Some citizens are concerned that such an large increase in more than 3,000,000 sq. ft. of concentrated office space will adding tens of thousands of cars to our roads create unimaginable traffic congestion at these locations impacting the quality of life of both citizens and commuters. One such proposed location is next to the Wolf Road exit to HW280. Apple is building a 14,000 employee campus near that exist. And now a Vallco developer is proposing a 2,000,000 sq. ft. development at the same exist that may employ 13,000 employees. This will Add more than 20,000 cars just to that street and exit alone in the next 5 years that will likely spill over into Stevens Creek Blvd. and other nearby streets and expressways.
I believe that both arguments have merit. I also believe that both issues need to be discussed rationally and reasonable solutions and compromises found. Both can have unintended consequences if not properly mitigated. If creating more business and bringing in more employees from out of town creates traffic jams this will be problematic for employers as will as employees and residents. However if business diversity is not implemented then if and when Apple fails to perform well the city may be short of revenues to run effectively.
I feel that there are solutions if we just sit down and think things through. Our city is not the only city facing such dilemmas. At one time Apple agreed to limit parking to 10,500 cars for its 13,000 employees and visitors and agreed to provide alternative transportation to 34% of its employees. But as far as I know these agreements are not binding.
The reasons why many large cities have well developed public transportation systems is because of limited parking spaces, not so much because of traffic congestion or the lack of streets. Perhaps limiting parking could be a way of incentivizing businesses to encourage employees to take alternative transportation. Parking is something that the city has control over. Perhaps the city could limit parking spaces for office developments based upon the ability of streets to handle potential traffic congestion. Then it would be up to developers to mitigate these problems or limit the size of their developments.

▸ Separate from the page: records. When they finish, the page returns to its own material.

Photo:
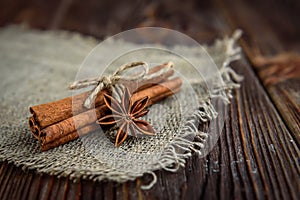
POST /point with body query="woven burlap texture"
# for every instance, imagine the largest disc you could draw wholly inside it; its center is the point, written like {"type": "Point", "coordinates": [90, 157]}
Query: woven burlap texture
{"type": "Point", "coordinates": [37, 67]}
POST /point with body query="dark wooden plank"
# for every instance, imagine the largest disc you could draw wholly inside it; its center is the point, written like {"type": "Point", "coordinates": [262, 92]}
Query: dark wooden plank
{"type": "Point", "coordinates": [271, 29]}
{"type": "Point", "coordinates": [255, 156]}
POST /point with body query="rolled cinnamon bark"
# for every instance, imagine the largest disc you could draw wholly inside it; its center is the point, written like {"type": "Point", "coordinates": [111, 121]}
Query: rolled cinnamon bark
{"type": "Point", "coordinates": [50, 113]}
{"type": "Point", "coordinates": [69, 137]}
{"type": "Point", "coordinates": [67, 126]}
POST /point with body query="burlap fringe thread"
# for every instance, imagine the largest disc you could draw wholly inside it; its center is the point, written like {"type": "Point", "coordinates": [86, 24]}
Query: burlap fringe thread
{"type": "Point", "coordinates": [171, 160]}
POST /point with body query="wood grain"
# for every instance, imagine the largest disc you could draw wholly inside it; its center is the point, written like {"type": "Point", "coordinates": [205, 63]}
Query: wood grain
{"type": "Point", "coordinates": [271, 32]}
{"type": "Point", "coordinates": [257, 155]}
{"type": "Point", "coordinates": [253, 159]}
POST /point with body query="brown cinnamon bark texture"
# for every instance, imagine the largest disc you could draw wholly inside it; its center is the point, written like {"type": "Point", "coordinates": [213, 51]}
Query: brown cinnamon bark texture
{"type": "Point", "coordinates": [70, 129]}
{"type": "Point", "coordinates": [59, 122]}
{"type": "Point", "coordinates": [53, 112]}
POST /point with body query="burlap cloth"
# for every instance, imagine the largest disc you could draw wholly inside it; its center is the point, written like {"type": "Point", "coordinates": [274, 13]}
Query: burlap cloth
{"type": "Point", "coordinates": [36, 67]}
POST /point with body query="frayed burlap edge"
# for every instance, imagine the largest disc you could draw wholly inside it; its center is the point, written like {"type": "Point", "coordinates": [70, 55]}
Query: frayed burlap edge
{"type": "Point", "coordinates": [182, 146]}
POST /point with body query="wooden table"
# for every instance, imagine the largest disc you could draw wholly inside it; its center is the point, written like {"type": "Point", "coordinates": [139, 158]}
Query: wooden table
{"type": "Point", "coordinates": [257, 155]}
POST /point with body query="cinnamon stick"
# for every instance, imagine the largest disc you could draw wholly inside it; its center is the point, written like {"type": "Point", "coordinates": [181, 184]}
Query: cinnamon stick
{"type": "Point", "coordinates": [50, 113]}
{"type": "Point", "coordinates": [65, 131]}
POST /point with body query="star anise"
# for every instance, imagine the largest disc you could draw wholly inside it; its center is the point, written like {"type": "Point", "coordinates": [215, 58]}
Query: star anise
{"type": "Point", "coordinates": [125, 114]}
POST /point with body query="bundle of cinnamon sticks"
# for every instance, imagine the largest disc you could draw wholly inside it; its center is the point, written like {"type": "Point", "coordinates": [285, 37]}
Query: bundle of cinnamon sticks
{"type": "Point", "coordinates": [59, 122]}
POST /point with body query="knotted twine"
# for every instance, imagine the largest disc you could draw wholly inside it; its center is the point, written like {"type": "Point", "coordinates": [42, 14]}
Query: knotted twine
{"type": "Point", "coordinates": [110, 80]}
{"type": "Point", "coordinates": [74, 160]}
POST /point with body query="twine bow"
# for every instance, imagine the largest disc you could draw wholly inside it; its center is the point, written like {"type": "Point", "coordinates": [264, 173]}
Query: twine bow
{"type": "Point", "coordinates": [110, 80]}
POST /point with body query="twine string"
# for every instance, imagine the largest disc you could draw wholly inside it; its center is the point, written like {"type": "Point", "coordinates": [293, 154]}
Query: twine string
{"type": "Point", "coordinates": [110, 80]}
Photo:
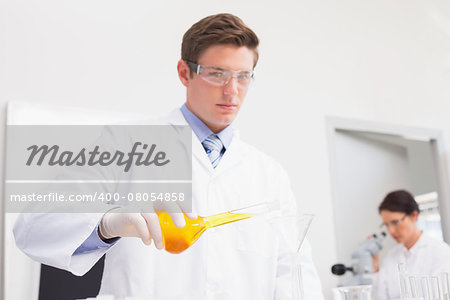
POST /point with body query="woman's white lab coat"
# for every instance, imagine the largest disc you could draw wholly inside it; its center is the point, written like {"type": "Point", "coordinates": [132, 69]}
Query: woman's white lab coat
{"type": "Point", "coordinates": [242, 260]}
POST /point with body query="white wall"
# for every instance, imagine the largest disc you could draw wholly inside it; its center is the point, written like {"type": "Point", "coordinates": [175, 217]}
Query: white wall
{"type": "Point", "coordinates": [385, 61]}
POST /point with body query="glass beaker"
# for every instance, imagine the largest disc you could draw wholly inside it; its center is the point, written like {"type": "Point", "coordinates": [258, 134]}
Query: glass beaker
{"type": "Point", "coordinates": [176, 240]}
{"type": "Point", "coordinates": [359, 292]}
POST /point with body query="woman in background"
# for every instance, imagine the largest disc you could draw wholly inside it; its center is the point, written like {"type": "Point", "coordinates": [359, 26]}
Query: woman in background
{"type": "Point", "coordinates": [422, 254]}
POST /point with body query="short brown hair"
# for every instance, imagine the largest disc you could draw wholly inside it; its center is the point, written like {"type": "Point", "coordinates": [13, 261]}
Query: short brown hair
{"type": "Point", "coordinates": [220, 29]}
{"type": "Point", "coordinates": [399, 201]}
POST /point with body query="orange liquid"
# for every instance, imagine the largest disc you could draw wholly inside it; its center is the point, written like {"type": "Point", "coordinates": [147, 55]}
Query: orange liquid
{"type": "Point", "coordinates": [177, 240]}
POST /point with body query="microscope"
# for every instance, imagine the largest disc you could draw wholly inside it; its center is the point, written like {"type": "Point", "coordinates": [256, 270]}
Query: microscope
{"type": "Point", "coordinates": [362, 267]}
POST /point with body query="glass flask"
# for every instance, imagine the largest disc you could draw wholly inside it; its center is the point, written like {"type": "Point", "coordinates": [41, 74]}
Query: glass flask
{"type": "Point", "coordinates": [176, 240]}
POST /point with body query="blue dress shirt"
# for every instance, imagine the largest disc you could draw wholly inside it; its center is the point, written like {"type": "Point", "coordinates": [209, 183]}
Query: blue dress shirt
{"type": "Point", "coordinates": [94, 242]}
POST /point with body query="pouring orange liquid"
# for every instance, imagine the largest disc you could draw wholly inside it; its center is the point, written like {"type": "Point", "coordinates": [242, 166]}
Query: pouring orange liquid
{"type": "Point", "coordinates": [176, 240]}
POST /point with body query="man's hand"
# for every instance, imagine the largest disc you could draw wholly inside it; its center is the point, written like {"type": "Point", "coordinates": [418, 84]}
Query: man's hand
{"type": "Point", "coordinates": [126, 222]}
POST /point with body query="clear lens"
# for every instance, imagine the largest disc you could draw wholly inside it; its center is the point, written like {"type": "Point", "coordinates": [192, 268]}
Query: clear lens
{"type": "Point", "coordinates": [220, 77]}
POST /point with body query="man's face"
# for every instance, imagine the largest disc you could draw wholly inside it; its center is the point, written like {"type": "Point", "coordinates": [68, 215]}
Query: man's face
{"type": "Point", "coordinates": [399, 225]}
{"type": "Point", "coordinates": [217, 106]}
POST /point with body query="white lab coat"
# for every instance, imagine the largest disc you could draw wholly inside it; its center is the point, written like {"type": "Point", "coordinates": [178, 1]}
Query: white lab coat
{"type": "Point", "coordinates": [428, 257]}
{"type": "Point", "coordinates": [242, 260]}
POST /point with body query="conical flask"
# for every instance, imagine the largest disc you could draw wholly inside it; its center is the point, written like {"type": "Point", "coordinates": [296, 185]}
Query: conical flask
{"type": "Point", "coordinates": [176, 240]}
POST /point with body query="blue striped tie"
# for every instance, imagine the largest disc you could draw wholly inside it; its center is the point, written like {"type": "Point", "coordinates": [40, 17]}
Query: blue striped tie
{"type": "Point", "coordinates": [213, 147]}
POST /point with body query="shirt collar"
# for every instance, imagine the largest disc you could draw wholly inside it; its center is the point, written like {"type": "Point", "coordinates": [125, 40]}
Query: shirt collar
{"type": "Point", "coordinates": [420, 243]}
{"type": "Point", "coordinates": [202, 131]}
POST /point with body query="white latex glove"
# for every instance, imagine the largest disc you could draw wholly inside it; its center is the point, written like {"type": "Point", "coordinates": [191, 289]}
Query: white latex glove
{"type": "Point", "coordinates": [126, 222]}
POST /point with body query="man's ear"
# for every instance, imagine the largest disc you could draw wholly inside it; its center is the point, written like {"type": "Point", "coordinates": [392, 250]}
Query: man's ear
{"type": "Point", "coordinates": [183, 72]}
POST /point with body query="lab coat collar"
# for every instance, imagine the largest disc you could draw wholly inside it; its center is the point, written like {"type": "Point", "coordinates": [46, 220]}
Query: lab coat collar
{"type": "Point", "coordinates": [421, 243]}
{"type": "Point", "coordinates": [233, 155]}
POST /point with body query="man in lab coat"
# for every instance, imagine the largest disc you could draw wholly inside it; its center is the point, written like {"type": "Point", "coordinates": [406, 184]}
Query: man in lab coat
{"type": "Point", "coordinates": [239, 261]}
{"type": "Point", "coordinates": [421, 254]}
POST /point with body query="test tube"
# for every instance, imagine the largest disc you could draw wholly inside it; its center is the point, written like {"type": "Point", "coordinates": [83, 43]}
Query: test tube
{"type": "Point", "coordinates": [292, 231]}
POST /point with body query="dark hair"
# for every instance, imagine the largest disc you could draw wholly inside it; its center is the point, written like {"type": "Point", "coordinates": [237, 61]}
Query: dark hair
{"type": "Point", "coordinates": [220, 29]}
{"type": "Point", "coordinates": [399, 201]}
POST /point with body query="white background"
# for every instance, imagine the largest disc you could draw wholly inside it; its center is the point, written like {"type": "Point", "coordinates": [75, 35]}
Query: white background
{"type": "Point", "coordinates": [385, 61]}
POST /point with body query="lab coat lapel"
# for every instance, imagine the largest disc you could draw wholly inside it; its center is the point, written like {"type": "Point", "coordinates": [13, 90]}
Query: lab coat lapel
{"type": "Point", "coordinates": [177, 118]}
{"type": "Point", "coordinates": [233, 155]}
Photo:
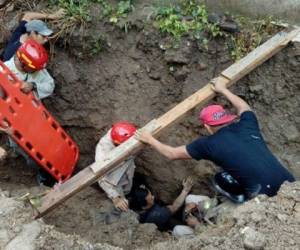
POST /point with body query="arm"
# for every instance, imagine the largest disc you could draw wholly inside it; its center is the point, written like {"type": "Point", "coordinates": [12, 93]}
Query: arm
{"type": "Point", "coordinates": [28, 16]}
{"type": "Point", "coordinates": [240, 105]}
{"type": "Point", "coordinates": [187, 186]}
{"type": "Point", "coordinates": [113, 193]}
{"type": "Point", "coordinates": [172, 153]}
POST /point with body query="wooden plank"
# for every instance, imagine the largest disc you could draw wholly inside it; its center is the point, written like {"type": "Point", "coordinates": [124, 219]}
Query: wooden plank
{"type": "Point", "coordinates": [258, 56]}
{"type": "Point", "coordinates": [93, 172]}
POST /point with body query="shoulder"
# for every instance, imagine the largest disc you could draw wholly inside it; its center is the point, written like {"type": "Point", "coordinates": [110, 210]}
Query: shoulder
{"type": "Point", "coordinates": [248, 119]}
{"type": "Point", "coordinates": [198, 148]}
{"type": "Point", "coordinates": [43, 76]}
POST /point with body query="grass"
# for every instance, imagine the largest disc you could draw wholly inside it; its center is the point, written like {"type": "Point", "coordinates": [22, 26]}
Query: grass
{"type": "Point", "coordinates": [251, 36]}
{"type": "Point", "coordinates": [186, 18]}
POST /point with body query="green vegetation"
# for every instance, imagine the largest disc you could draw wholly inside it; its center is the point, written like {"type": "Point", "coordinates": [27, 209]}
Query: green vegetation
{"type": "Point", "coordinates": [174, 18]}
{"type": "Point", "coordinates": [251, 36]}
{"type": "Point", "coordinates": [188, 17]}
{"type": "Point", "coordinates": [78, 16]}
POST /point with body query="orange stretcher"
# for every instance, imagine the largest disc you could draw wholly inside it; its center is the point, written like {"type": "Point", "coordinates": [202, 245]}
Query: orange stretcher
{"type": "Point", "coordinates": [34, 129]}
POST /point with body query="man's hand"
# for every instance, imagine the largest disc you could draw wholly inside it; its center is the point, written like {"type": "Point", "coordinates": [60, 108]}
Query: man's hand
{"type": "Point", "coordinates": [188, 184]}
{"type": "Point", "coordinates": [192, 221]}
{"type": "Point", "coordinates": [27, 87]}
{"type": "Point", "coordinates": [218, 86]}
{"type": "Point", "coordinates": [120, 203]}
{"type": "Point", "coordinates": [58, 14]}
{"type": "Point", "coordinates": [143, 136]}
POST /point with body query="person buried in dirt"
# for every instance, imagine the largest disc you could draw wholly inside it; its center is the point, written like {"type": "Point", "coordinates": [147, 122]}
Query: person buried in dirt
{"type": "Point", "coordinates": [151, 212]}
{"type": "Point", "coordinates": [29, 66]}
{"type": "Point", "coordinates": [235, 144]}
{"type": "Point", "coordinates": [117, 183]}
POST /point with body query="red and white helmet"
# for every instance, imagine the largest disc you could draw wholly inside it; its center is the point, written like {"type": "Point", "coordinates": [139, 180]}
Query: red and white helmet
{"type": "Point", "coordinates": [122, 131]}
{"type": "Point", "coordinates": [33, 55]}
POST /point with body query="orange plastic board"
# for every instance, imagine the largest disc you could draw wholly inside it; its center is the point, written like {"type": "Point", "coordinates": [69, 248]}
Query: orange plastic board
{"type": "Point", "coordinates": [35, 130]}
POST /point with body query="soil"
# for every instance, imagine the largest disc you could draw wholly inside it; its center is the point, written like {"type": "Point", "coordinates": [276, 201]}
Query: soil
{"type": "Point", "coordinates": [137, 77]}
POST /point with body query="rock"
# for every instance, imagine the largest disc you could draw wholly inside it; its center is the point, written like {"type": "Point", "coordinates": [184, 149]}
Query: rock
{"type": "Point", "coordinates": [291, 133]}
{"type": "Point", "coordinates": [26, 239]}
{"type": "Point", "coordinates": [282, 217]}
{"type": "Point", "coordinates": [4, 237]}
{"type": "Point", "coordinates": [253, 240]}
{"type": "Point", "coordinates": [256, 217]}
{"type": "Point", "coordinates": [202, 66]}
{"type": "Point", "coordinates": [224, 22]}
{"type": "Point", "coordinates": [181, 74]}
{"type": "Point", "coordinates": [180, 56]}
{"type": "Point", "coordinates": [256, 88]}
{"type": "Point", "coordinates": [155, 71]}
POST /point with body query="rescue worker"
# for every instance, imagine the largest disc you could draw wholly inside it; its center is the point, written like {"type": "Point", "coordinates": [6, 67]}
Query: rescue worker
{"type": "Point", "coordinates": [30, 27]}
{"type": "Point", "coordinates": [235, 144]}
{"type": "Point", "coordinates": [118, 183]}
{"type": "Point", "coordinates": [29, 65]}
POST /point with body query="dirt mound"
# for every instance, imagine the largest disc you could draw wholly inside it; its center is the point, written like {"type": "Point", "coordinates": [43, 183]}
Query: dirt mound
{"type": "Point", "coordinates": [138, 77]}
{"type": "Point", "coordinates": [262, 223]}
{"type": "Point", "coordinates": [19, 231]}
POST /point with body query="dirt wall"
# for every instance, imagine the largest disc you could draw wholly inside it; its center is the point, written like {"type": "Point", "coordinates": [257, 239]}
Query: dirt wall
{"type": "Point", "coordinates": [133, 80]}
{"type": "Point", "coordinates": [282, 9]}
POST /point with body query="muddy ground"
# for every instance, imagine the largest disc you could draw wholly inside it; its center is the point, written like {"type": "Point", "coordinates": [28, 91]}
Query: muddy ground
{"type": "Point", "coordinates": [138, 78]}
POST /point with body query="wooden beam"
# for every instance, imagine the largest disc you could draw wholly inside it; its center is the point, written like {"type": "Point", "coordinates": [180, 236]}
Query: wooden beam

In the case of Vallco the city can simply stipulate the number of parking spaces permitted this development based upon road and freeway exit capacity and let the developer determine the square feet of their development accordingly. This would allow developers to build to the maximum size that they can determine for that number of parking spaces allowing the city to diversify their portfolio of tax revenues without creating insurmountable traffic congestion. If they want more office space they must find ways that people can commute to work without needing more car parking. It would also encourage everyone to take more public transportation or use other means of transportation such as bicycles or walking.
The city could hire mobility consultants to advise them on optimizing various elements of mobility throughout our city and spend money from taxes it now gets from Apple and other companies to make improvements to such infrastructures while we still have the income thus investing in the future now. Or we can do as we are and simply wait until there is a crisis and pray for a solution. Why not be more proactive? Uncertainty simply sets us up for failure.